The Glasscock Center is excited to continue its series which highlights humanities research at Texas A&M, and the vital role played by the humanities at the university and in the world beyond the academy.

Michael Collins, Professor in the Department of English, Texas A&M

For our next highlight, we invited Michael Collins, Glasscock Internal Faculty Fellow, to tell us about his project on American mass incarceration through the eyes of poets.


Tell us a bit about your current research project.

My project explores, through the eyes of poets, the prehistory, rise and (hopefully) the decline of American mass incarceration. In my 2021 Glasscock presentation, I focused on two prehistory poets--Bob Kaufman and Etheridge Knight.

Kaufman lost a career in the merchant marine when he was irrationally classified as a security risk during the Red Scare. Thereafter, he was frequently jailed for small offenses and, once, subjected to devastating shock treatments. He nevertheless produced poetry that illuminated the social and legal madness he could not escape.

Knight similarly illuminated what he could not escape, characterizing penitentiaries as part of a larger “prison/america” that immured black people in a sometimes brutal second-class citizenship. During the 1970’s-1990’s rise of mass incarceration itself, drug addiction, the cause of Knight’s crime, was transformed by politicians into a national security risk worthy of a “war” that packed nonviolent users into prisons. Prison poets illuminate this absurdity.

What inspired your interest in this topic, and why is this topic significant? 


"…it allows for a reading of bad lawmaking as a species of bad literature—a literature that allows lawmakers to legislate on the basis of two-dimensional comic strip versions of reality."


I have long been fascinated by the contradictions between the ideal of the law as something that coordinates the desires, ambitions, plots and plans of a population, and the grubbier reality of lawmaking as something that reflects and reproduces unjust power relations, sometimes by using techniques perfected in literature. These techniques include metaphor (“the war on crime” is a famous one), alliteration (“stop the steal,” for instance), and the crafting of maxims (i.e., “the only thing that stops a bad guy with a gun is a good guy with a gun”).

I believe my topic is significant because it allows for a reading of bad lawmaking as a species of bad literature—a literature that allows lawmakers to legislate on the basis of two-dimensional comic strip versions of reality.  (True, in some cases, this is an insult to comic strips).

Because it acknowledges life’s complexity, the work of writers I focus upon provides a good reality check for anyone who (at the present moment of rising crime) may be tempted to repeat the mistakes of the past, and reverse what has become a bipartisan effort to reduce prison populations.

What do you find rewarding in your work? 

 The discovery of unexpected connections between eras, peoples, policies and, sometimes, tragedies, is what I find most rewarding about my work. The world can be a very confusing place, and each new connection dispels, for a little while, a little of the confusion.

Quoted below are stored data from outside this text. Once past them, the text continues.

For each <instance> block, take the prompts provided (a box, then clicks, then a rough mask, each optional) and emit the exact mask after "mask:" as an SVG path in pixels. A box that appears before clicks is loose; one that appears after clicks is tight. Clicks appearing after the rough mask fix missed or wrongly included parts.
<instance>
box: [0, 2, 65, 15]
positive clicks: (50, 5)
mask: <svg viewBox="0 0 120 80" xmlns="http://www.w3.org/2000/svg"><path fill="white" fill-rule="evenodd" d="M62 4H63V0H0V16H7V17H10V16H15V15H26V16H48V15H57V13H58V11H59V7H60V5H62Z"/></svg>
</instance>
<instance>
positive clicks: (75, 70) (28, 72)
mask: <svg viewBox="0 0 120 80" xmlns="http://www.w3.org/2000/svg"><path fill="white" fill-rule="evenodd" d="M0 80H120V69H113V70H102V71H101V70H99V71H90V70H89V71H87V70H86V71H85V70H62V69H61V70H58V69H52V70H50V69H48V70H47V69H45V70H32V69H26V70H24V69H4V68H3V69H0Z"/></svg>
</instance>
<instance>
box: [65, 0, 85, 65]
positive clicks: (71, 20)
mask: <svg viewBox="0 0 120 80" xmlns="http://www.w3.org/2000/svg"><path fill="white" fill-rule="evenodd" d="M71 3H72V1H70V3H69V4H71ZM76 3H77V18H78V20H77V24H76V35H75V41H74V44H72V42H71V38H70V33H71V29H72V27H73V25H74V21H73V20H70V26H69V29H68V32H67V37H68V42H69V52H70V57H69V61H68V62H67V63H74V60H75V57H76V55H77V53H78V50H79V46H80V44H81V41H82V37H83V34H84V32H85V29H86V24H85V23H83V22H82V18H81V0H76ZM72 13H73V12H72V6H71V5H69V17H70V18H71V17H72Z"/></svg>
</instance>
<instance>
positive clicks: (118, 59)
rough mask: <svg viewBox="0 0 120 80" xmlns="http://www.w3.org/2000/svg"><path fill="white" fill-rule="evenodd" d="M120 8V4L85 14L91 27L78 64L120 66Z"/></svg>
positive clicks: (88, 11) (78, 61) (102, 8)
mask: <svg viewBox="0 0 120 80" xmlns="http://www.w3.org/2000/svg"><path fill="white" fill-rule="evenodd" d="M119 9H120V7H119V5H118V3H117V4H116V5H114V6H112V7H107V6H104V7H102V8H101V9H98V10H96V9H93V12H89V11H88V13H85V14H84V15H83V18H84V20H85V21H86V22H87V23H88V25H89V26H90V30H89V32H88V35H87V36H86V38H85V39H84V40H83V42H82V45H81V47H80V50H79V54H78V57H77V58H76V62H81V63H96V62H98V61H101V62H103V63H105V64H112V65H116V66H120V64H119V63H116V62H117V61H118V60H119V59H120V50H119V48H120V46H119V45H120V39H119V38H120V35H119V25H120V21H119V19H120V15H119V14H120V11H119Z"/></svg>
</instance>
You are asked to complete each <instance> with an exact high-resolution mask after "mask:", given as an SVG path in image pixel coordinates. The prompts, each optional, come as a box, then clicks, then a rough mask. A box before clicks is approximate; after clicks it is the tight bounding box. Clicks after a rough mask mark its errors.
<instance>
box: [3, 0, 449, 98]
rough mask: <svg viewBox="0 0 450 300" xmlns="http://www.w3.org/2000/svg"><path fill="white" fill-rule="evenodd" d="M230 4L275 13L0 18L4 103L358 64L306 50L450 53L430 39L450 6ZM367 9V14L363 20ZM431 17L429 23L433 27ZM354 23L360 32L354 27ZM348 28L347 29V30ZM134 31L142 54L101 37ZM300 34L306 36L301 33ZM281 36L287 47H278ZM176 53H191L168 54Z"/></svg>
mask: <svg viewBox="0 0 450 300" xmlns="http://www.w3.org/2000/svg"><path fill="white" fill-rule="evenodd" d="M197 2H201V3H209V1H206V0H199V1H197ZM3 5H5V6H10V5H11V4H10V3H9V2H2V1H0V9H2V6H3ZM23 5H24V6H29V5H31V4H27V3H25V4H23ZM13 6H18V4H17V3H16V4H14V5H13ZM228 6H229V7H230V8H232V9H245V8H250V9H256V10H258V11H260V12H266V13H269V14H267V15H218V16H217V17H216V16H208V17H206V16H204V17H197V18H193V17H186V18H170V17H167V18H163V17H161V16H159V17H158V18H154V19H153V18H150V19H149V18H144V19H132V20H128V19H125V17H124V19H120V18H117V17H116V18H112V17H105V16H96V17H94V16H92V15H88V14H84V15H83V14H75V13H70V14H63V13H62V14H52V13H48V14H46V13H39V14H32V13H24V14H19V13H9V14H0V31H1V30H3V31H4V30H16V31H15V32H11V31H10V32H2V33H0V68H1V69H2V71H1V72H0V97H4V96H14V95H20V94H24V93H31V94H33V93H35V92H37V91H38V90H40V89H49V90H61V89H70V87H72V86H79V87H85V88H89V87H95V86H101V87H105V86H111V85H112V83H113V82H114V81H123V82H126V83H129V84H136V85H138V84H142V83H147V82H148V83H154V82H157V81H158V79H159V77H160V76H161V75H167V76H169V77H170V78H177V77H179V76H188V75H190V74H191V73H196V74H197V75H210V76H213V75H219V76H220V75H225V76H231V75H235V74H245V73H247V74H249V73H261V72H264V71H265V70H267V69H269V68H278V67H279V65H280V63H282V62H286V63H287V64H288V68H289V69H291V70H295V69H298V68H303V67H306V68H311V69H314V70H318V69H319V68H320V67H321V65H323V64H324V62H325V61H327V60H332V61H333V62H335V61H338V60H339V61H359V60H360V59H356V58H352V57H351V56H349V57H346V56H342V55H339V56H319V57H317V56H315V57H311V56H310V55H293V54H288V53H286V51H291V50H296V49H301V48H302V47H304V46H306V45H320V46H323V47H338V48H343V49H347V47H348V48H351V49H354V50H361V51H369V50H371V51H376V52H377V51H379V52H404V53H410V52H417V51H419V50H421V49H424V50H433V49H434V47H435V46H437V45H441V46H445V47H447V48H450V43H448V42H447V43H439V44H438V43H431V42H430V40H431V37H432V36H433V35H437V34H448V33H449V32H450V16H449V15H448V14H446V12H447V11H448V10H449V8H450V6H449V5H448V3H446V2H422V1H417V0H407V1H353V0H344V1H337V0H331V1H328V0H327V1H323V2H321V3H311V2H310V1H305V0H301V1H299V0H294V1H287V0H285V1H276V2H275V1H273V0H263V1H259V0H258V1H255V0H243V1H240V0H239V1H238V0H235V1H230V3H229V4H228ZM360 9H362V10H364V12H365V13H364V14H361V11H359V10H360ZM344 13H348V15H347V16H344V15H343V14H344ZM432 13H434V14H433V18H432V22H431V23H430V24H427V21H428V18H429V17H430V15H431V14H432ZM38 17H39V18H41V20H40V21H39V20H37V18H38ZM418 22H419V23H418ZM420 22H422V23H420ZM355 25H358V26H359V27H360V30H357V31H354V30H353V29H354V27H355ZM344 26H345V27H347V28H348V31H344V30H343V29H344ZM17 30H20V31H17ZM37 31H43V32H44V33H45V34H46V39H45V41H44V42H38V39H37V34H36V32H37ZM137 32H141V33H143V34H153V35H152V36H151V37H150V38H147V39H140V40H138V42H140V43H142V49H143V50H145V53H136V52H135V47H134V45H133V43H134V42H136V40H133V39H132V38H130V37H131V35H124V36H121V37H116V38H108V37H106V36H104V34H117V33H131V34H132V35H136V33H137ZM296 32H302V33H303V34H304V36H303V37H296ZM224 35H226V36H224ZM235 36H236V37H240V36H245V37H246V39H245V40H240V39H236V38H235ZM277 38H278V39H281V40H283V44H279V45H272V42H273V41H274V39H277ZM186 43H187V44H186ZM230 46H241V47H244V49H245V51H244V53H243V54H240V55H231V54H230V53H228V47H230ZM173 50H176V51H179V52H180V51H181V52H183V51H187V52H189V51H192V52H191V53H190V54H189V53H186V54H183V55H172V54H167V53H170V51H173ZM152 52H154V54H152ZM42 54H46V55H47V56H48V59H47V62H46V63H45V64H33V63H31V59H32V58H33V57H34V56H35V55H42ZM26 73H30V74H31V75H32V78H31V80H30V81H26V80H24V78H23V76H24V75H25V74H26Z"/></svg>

 Why are the humanities and humanistic social sciences important to society as well as to you personally, especially in the current moment?


“…my reading in Africana Studies areas reveals a kind of sunken Atlantis of knowledge, tropes, history, and legal and social scientific perspectives under mom-and-apple pie America—an Atlantis everyone would benefit from raising into the light.”


One of the things America is suffering from at the present moment is an inability to separate the aforementioned comic strip versions of reality from the planet in its full complexity. America is suffering, in other words, from a paucity of mastery of the humanities and humanistic social sciences.

In one of my essays, I claim that America abhors a nuance. Well, the humanities in general, and, in particular, my own specialty, literary criticism, specialize in the contemplation and exploration of nuance, and also in the exploration of imaginative creations (including nations, which are “imagined communities,” the historian and political scientist Benedict Anderson argues).

Complex literature prevents us from being too rigid in our beliefs by showing us how much we miss: How do you know, William Blake asks, that every bird that passes isn’t “a vast world of delight, closed by your senses five?” Similarly, my reading in Africana Studies areas reveals a kind of sunken Atlantis of knowledge, tropes, history, and legal and social scientific perspectives under mom-and-apple pie America—an Atlantis everyone would benefit from raising into the light. The scholar Orlando Patterson, for instance, argues that freedom as a value was born of “the experience of slavery.”

Besides your work, what is something you are passionate about?

I am passionate about music. Wynton Marsalis, commenting on the paradox of a jazzman like Charlie Parker giving superhuman performances on stage but falling apart due to drugs offstage, said that when musicians are performing, they are in a perfect world. Because it is hard to leave that perfect world to return to the ordinary one, someone like Charlie Parker might compensate for the loss with drugs.  Well, when I listen to a great piece of music, I am in a perfect world. Sometimes the things I hear just don’t seem possible. And yet I hear them. Not having produced the impossible, I can just appreciate it without feeling its loss when the moment of creation ends.

What are some future research projects that you are, or want to, work on? 

Actually, I am in the middle of a pile-up of research projects that accumulated before the Glasscock Center lightened my teaching load. One project (a draft of which I finished by moonlighting while working on prison poetry), develops a 2017 essay of mine into a book on America’s long argument over affirmative action. Another project, developed while moonlighting from my moonlighting, is an essay and interview collection I am editing. It features translators of, and collaborators with, the poet Yusef Komunyakaa. Other projects are on the back burner. I’ll focus next on the first one that gets a contract.